TODAY is the first day of the Chinese year of the rabbit. And rather like rabbits, the world’s statesmen are caught in the glare of China’s ascent. Economists are falling over each other to predict when China’s nominal GDP will overtake America’s, while foreign policy wonks are weighing the implications. Goldman Sachs reckons it could be as early as 2027.
While China’s rise might be a headache for international relations, however, it has been a boon for the global economy. Investors in China have done particularly well. Though the Chinese stock market has not yet reached its 2008 high, the MSCI China index is up 109 per cent on 2005.
Some managed funds have done much better, by exploiting the relative inefficiency of China’s capital markets to find often astonishingly cheap investments. The JPMorgan Chinese fund has outperformed the MSCI Golden Dragon benchmark by 28 per cent since Howard Wang took over its management in 2006, for example. Others have done well too.
But recently, even as China begins to assert itself politically, some have begun to question whether its economic miracle can last. Jim Chanos, a hedge fund manager who got famous by short selling Enron, has been betting on an economic crash in China for over a year now.
He argues that China is in the middle of an immense real estate bubble – pointing out that 70 per cent of the Chinese GDP is now spent on fixed asset investment.
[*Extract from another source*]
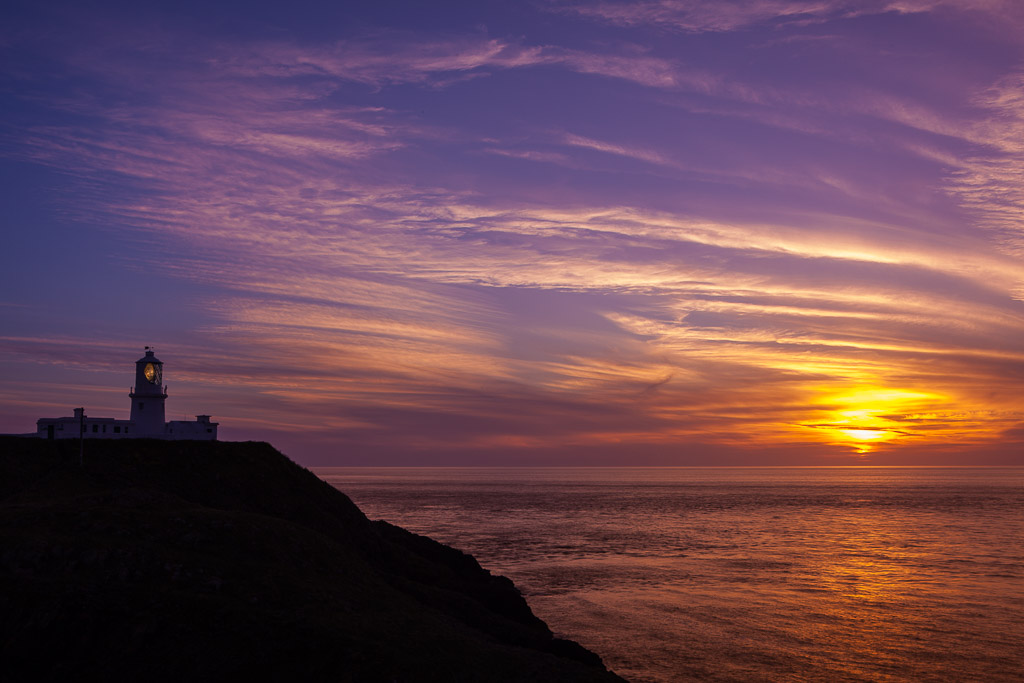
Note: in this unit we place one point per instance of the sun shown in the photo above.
(865, 417)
And “any time you try to take something that’s 70 per cent of your economy and rein it in, transition history tells us that usually the risks are to the downside.”
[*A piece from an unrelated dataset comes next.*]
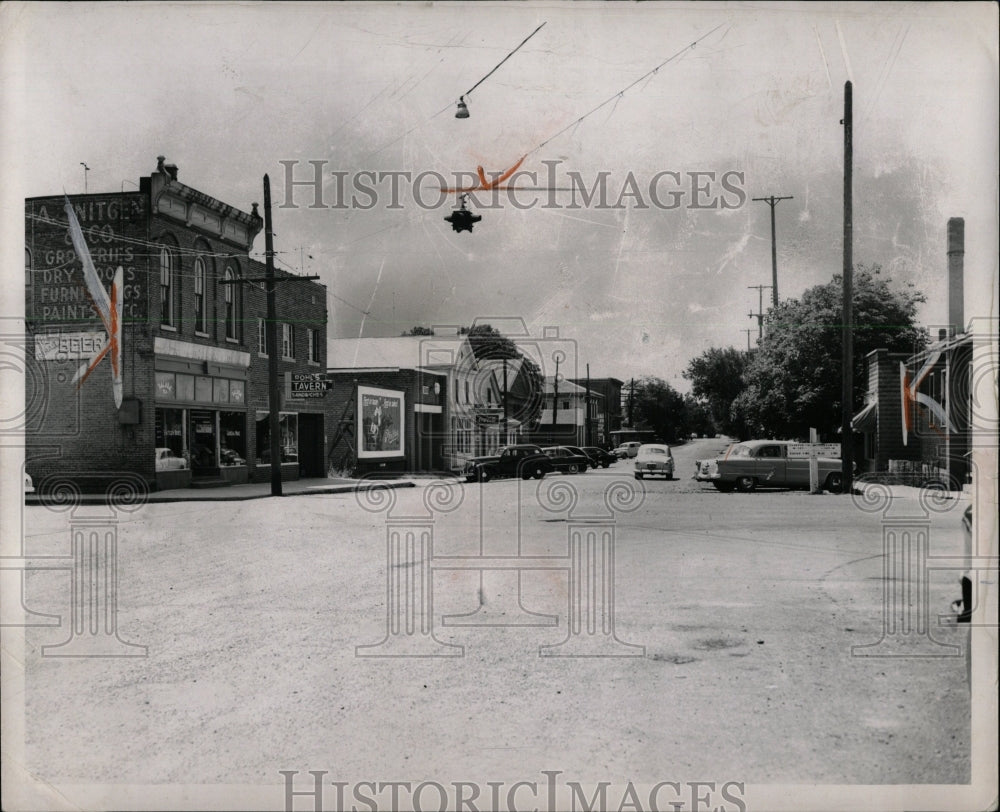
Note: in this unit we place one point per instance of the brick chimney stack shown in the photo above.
(956, 273)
Most investors are more sanguine, but concerns about the high inflation rate have knocked confidence recently. China has raised its banking reserve requirements seven times since the start of last year, and it has increased interest rates twice since October. Investors – and not just those in China – are fearing a slowdown in growth. A World Bank report recently estimated that a 1 per cent loss in Chinese GDP growth would lead to a 0.5 per cent loss globally.
But fund managers in China still believe now is a good time to invest. Fidelity is seeking to raise £162m in a second issue of shares for its Chinese Special Situations fund, which invests in mainland China and Hong Kong. The fund manager, Anthony Bolton, is optimistic: “China has moved beyond the stage of an emerging market,” he says, “And there’s no shortage of interesting companies”.
Bolton argues that the Chinese government will be successful in constraining inflation without undermining economic growth. He also believes that by clever stock picking, deep research and hard work, investors can avoid becoming a victim of China’s notoriously crude corporate governance and unreliable management.
“The bad companies in China are really bad,” says Bolton. But by picking companies with managers who have spent time in the West (for example), or which have large cash reserves, he believes he can avoid them. The fund has large investments in consumer industries such as healthcare and alcohol, although Bolton stresses that he picks stocks by value. The fund also has a large proportion of its assets in small and medium cap shares.
But as Bolton stresses, the important point is to find good investments in a still under-explored market. China has probably passed the point where it is easy to find highly profitable investments without taking on a lot of risk, even given its booming economy. Investors will just have to hope that the year of the rabbit is a fortuitous one.